When we lived in Europe one of the things I found fascinating was the rest of the continent's relationship to the nation and people of France. Americans have this persecution complex when it comes to the French people that's entirely unjustified.
Contrary to popular (American) belief the French do not dislike us because we are American. They dislike us because we are not them. And that's how they manage relationships with all of their neighbors as well (okay maybe not the Germans; from a distance it looks like they're doing the wave). I've always suspected the French word for foreigner is barbarian but, alas, I don't speak enough of the language to be able to find out.
As it's turning out, that whole use of words to build bridges not walls mentality may not be getting much altitude in French airspace in the future as the government (again) launches an English word and phrase replacement initiative to repurify their native language. This is a project that's been ongoing since the Normans conquered Brittany (not Spears, the other one) in 1066 and the Normans found themselves saying 'Pardon my Anglo-Saxon.'
French automobiles are easy to spot on European roadways, especially at night since they have yellow headlights, supposedly for safety except no one else on the land mass they so graciously share buys that argument or uses those lenses. But undaunted, the French press on.
Too many years ago to accurately recount, I and a videographer, Bob G, were in Normandy, France, with about 200 US Army helicopter pilots (it was pledge week at Sigma Delta Chinook). Every bar in Normandy is called 6 Juni-I am not making that up. That's not a tip often found in your Michelin Guide and I'm not making that up, either.
We stayed in a hotel (pension, something with a room and a kitchen with a dining room), across the street from Sainte-Mère-Église, made famous by John Steele and infamous by The Longest Day. The spot-lit recreation of the WWII incident I have to assume harshes a not inconsiderable number of buzzes developed at the bar called, what else?, 6 Juni, on the ground floor of the hotel.

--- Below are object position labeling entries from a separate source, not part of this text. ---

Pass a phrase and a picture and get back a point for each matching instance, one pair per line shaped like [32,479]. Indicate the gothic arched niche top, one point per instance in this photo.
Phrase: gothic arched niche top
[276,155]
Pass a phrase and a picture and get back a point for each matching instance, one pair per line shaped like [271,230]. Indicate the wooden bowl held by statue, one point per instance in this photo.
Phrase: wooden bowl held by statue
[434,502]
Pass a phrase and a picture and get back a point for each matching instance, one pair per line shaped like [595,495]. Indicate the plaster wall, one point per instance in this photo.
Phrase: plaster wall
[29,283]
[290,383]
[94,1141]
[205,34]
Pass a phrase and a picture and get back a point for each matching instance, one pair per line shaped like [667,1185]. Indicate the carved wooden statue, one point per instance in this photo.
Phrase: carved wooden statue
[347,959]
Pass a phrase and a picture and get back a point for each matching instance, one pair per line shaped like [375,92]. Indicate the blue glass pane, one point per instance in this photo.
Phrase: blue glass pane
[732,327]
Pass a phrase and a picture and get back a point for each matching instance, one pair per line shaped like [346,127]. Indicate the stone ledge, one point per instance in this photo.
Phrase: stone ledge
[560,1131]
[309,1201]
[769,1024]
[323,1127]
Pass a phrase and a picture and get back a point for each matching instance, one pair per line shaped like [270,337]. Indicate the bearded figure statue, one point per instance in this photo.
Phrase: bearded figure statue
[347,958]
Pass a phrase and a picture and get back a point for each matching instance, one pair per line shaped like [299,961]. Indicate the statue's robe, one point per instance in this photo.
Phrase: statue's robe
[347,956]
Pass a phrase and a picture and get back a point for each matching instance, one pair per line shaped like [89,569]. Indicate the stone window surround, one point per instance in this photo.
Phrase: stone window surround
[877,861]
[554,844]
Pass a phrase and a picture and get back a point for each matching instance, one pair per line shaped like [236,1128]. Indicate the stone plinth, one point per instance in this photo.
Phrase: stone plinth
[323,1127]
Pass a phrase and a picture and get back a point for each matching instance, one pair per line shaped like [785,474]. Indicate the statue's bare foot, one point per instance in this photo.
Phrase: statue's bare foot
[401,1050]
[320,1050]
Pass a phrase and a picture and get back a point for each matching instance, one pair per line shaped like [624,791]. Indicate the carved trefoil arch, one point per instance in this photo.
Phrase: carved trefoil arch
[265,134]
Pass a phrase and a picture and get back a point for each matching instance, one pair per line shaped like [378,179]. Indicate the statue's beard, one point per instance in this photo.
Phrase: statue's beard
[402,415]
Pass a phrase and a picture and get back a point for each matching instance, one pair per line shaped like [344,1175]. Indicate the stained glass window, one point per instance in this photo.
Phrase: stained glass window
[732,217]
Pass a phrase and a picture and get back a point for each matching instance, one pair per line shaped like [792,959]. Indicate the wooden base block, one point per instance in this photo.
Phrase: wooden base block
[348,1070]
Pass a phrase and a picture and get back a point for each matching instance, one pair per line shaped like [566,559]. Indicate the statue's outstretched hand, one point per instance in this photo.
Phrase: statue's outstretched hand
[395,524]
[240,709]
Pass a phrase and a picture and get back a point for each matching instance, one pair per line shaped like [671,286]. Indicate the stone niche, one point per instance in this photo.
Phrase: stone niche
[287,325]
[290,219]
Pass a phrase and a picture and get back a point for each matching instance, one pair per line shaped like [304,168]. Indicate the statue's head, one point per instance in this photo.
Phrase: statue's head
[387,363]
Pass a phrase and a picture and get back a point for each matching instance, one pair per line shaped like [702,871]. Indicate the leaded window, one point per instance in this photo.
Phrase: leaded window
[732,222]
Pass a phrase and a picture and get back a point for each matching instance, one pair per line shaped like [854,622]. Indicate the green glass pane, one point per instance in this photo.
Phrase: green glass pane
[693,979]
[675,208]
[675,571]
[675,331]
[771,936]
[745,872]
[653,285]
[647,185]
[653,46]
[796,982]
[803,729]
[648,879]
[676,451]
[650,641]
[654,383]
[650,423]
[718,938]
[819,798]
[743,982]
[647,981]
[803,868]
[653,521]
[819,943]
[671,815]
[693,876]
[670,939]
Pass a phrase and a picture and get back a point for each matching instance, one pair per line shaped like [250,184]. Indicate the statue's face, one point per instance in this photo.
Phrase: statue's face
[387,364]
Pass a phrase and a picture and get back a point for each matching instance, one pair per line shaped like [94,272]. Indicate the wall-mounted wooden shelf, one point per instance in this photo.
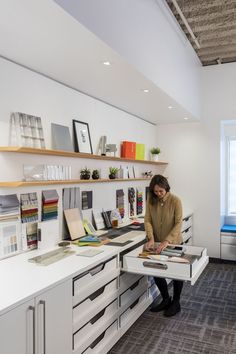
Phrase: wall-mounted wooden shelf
[25,150]
[71,181]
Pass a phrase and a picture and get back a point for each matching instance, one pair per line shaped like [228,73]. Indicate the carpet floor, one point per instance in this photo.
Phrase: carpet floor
[206,324]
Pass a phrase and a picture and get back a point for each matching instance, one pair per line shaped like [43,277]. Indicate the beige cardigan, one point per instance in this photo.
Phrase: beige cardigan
[163,219]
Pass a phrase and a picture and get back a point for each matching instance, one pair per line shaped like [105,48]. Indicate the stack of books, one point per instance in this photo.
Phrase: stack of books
[49,204]
[9,207]
[29,207]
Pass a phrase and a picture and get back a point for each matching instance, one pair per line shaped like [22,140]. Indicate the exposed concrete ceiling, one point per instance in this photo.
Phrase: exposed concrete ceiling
[213,22]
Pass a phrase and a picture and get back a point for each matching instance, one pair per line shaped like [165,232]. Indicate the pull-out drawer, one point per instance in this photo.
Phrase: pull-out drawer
[94,303]
[89,281]
[134,291]
[166,269]
[128,279]
[133,308]
[187,233]
[99,344]
[94,327]
[187,222]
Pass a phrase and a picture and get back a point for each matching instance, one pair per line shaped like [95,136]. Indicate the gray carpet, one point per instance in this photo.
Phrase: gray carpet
[206,324]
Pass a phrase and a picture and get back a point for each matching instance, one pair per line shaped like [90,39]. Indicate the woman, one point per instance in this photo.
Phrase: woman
[163,221]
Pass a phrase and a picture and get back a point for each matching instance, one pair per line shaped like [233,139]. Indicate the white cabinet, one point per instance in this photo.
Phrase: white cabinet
[42,325]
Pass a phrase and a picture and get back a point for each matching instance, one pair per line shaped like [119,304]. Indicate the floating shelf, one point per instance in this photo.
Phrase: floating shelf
[71,181]
[25,150]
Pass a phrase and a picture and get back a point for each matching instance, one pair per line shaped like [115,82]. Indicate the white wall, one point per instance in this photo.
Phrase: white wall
[24,91]
[194,151]
[147,35]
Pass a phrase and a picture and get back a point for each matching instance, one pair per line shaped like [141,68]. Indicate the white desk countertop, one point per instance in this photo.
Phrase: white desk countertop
[22,280]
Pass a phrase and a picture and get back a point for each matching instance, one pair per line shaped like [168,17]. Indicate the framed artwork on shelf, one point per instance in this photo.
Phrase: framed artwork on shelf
[82,140]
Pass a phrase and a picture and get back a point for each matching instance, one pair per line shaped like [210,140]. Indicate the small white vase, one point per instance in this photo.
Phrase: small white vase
[154,157]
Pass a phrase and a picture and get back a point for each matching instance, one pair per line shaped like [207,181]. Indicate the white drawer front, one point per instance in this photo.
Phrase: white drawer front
[186,234]
[134,291]
[125,316]
[128,279]
[228,252]
[87,309]
[98,345]
[187,222]
[182,271]
[88,282]
[94,327]
[229,239]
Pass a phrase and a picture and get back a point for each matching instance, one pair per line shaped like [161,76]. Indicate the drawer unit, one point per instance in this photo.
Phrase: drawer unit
[100,344]
[228,252]
[187,234]
[91,280]
[182,271]
[94,303]
[128,279]
[95,326]
[133,308]
[134,291]
[187,222]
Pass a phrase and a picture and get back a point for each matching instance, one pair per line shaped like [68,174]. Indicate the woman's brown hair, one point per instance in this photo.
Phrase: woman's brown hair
[162,182]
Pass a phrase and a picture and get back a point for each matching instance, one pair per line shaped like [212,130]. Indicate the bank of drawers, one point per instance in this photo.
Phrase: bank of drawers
[95,307]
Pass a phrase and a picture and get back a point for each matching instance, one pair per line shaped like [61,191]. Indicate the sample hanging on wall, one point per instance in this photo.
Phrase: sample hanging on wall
[26,130]
[82,140]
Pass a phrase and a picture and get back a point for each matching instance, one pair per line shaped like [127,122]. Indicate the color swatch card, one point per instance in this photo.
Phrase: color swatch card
[29,207]
[74,223]
[49,204]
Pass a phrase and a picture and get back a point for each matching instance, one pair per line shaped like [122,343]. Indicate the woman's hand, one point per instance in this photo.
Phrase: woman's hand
[149,245]
[162,246]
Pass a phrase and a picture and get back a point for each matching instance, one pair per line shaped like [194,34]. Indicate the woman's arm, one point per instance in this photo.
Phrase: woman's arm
[173,236]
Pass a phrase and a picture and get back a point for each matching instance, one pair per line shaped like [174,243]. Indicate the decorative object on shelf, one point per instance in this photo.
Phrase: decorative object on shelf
[154,153]
[131,199]
[85,173]
[95,174]
[61,139]
[140,151]
[128,149]
[113,172]
[103,147]
[147,174]
[26,130]
[139,201]
[49,204]
[87,200]
[82,138]
[120,202]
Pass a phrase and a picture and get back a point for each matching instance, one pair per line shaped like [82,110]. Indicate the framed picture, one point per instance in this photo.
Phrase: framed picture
[82,138]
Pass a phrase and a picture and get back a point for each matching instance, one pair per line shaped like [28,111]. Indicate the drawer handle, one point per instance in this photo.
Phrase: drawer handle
[97,293]
[134,285]
[155,265]
[97,269]
[99,315]
[134,304]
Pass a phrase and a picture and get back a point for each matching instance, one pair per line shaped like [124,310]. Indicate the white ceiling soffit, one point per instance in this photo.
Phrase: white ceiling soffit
[41,36]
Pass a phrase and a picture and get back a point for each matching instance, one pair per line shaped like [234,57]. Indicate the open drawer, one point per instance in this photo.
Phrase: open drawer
[198,260]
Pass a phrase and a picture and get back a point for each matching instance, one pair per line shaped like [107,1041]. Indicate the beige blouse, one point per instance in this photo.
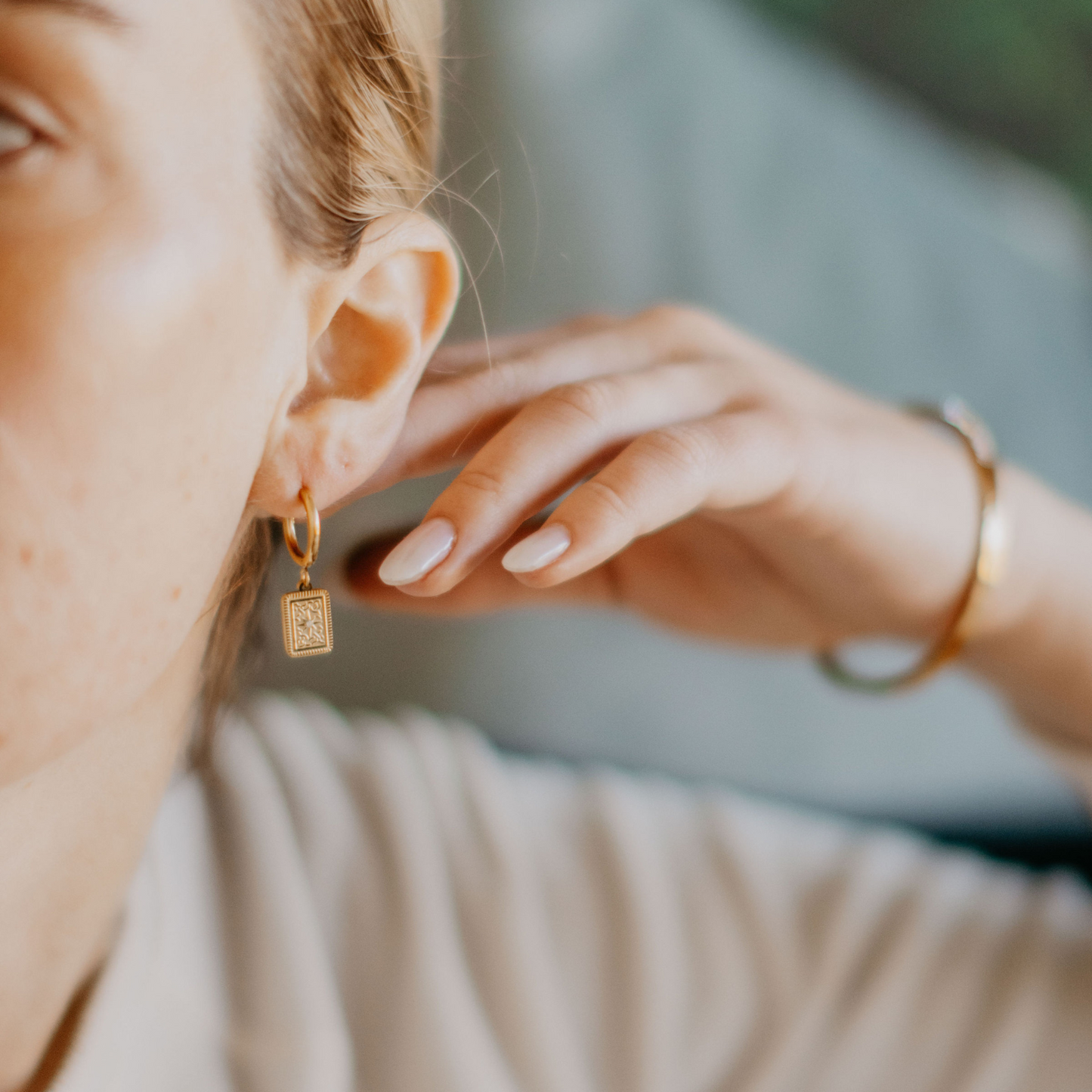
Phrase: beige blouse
[390,905]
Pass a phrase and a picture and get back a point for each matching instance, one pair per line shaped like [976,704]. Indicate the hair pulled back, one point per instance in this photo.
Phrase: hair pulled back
[353,127]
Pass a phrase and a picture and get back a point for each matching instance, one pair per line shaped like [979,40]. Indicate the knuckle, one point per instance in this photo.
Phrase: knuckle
[589,401]
[484,484]
[690,330]
[605,495]
[685,449]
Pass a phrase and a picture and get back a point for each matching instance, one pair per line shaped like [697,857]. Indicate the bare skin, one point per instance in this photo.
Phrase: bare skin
[169,375]
[729,493]
[166,376]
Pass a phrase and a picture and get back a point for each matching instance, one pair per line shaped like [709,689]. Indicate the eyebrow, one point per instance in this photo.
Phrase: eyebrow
[82,9]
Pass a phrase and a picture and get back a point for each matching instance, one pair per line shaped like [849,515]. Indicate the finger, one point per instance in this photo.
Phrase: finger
[488,589]
[466,357]
[726,462]
[449,422]
[552,444]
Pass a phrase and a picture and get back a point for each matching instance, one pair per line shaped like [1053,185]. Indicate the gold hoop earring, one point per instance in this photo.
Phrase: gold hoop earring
[308,630]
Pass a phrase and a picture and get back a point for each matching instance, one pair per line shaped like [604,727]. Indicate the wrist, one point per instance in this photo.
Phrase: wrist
[1033,638]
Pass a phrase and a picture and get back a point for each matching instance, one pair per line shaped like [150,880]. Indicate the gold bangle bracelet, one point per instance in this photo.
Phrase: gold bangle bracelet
[985,574]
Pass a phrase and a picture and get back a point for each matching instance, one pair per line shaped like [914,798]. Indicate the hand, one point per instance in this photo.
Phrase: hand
[719,487]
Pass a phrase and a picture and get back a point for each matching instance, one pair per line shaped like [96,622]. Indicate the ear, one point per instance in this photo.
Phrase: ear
[373,326]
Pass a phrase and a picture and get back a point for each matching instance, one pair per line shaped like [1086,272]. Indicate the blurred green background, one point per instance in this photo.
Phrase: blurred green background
[1018,73]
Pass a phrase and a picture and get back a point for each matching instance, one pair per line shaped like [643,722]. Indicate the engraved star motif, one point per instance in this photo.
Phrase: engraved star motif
[309,623]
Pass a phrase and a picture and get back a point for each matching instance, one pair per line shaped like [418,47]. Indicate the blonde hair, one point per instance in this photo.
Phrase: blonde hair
[352,134]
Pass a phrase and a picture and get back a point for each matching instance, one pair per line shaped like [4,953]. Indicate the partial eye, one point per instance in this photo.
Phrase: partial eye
[14,135]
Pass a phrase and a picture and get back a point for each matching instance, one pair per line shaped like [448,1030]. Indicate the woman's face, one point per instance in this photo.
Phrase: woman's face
[149,326]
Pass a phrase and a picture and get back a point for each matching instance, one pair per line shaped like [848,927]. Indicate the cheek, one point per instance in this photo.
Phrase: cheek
[137,382]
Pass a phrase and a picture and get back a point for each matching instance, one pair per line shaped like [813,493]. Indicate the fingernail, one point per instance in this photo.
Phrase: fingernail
[539,551]
[419,554]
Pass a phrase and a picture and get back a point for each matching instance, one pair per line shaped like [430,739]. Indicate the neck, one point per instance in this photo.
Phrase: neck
[71,834]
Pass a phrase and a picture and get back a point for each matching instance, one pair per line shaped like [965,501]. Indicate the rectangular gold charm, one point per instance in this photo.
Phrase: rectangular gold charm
[307,628]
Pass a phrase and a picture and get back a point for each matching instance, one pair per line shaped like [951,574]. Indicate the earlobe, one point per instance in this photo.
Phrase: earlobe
[373,328]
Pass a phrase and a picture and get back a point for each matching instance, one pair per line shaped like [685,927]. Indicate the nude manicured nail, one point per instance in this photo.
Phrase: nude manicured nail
[419,554]
[539,551]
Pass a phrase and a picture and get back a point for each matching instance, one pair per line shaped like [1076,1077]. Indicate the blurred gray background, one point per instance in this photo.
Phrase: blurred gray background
[628,151]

Helicopters run on kerosene and/or aviation fuel. Most of the Army chopper pilots seemed to prefer beer, in massive amounts. I arrived at that conclusion from a week-long 24/7 experience as we rolled around like legless tap dancers on the beaches of Normandy to return for supper every night, ravenous with hunger and had NO idea what we were eating as none of us spoke or read French and no one in the hotel spoke English. One night I ended up with what appeared to be a plate of escargot offal and it was beyond horrible. I was basically paying people to poison me (I never know how much to tip in those circumstances); they were earnig their money.
The last night we stayed at the hotel before a 20 hour bus ride back home to Deutschland (German, by the way, being the only language less spoken in Normandy than English) every chopper pilot attempted to drown himself in adult beverages, mostly malt and some grape. Coming down the stairs with our luggage and production gear in tow, I noticed fellow travellers in various states of undress, sound asleep hanging from stairwell handrails, some face-down and blissfully snoring on the carpet in the lobby and two others hugging columns outside, sound asleep under the canopy, having purchased Buicks earlier in the evening judging from the dried splatter surrounding them.
We loaded quickly knowing there was no point in working up an appetite since we wouldn't be able to understand what we were ordering for breakfast and whatever roadkill we were served would be so off putting it's amazing Jenny Craig doesn't use it as part of a meal plan. We were just about done when the hotel's concierge, in heavily accented English, pleaded for help in relocating the chopper pilots to somewhere NOT his hotel. "Monsieur telly-vizion man!" he repeated over and over again gesturing to the mounds and mountains of men piled everywhere, "pleeze, you must help me!"
My eyes narrowed as I realized this was the same man who, every single day as I'd start as best I could a sentence in baby talk French out of the guide book or monosyllabic English, would purse his thin lips together tightly while shaking his head almost imperceptibly and explain softly but firmly, 'no English, sorry!' leaving me to do pointy-talky menu stuff in the dining room which always ended badly.
I took his full measure as the revelation slowly sank in. "So you do speak English," I asked. "Yes" (not 'Oui') he replied and repeated his plea for aviator relocation assistance, not that I cared. There's just so many plates of snails, so many runny near-raw eggs, so many unidentifiable bits on your dinner plate that seem to be eating other bits on your dinner plate, you can countenance before you strike back.
The hour had arrived, retribution was mine. In rapid fire from the depths of Jersey near-English, I shreiked my indictment of indignities for which I held him responsible because he failed to speak my language in his own country, ending at the top of my lungs in full roar with "Parlez vous 'Fuc- off?'"
Actually it's 'Va te faire foutre!' Another little traveler's tip the good folks at the Michelin Guide gloss over. Good luck with that English word replacement thing, btw. Bonjour.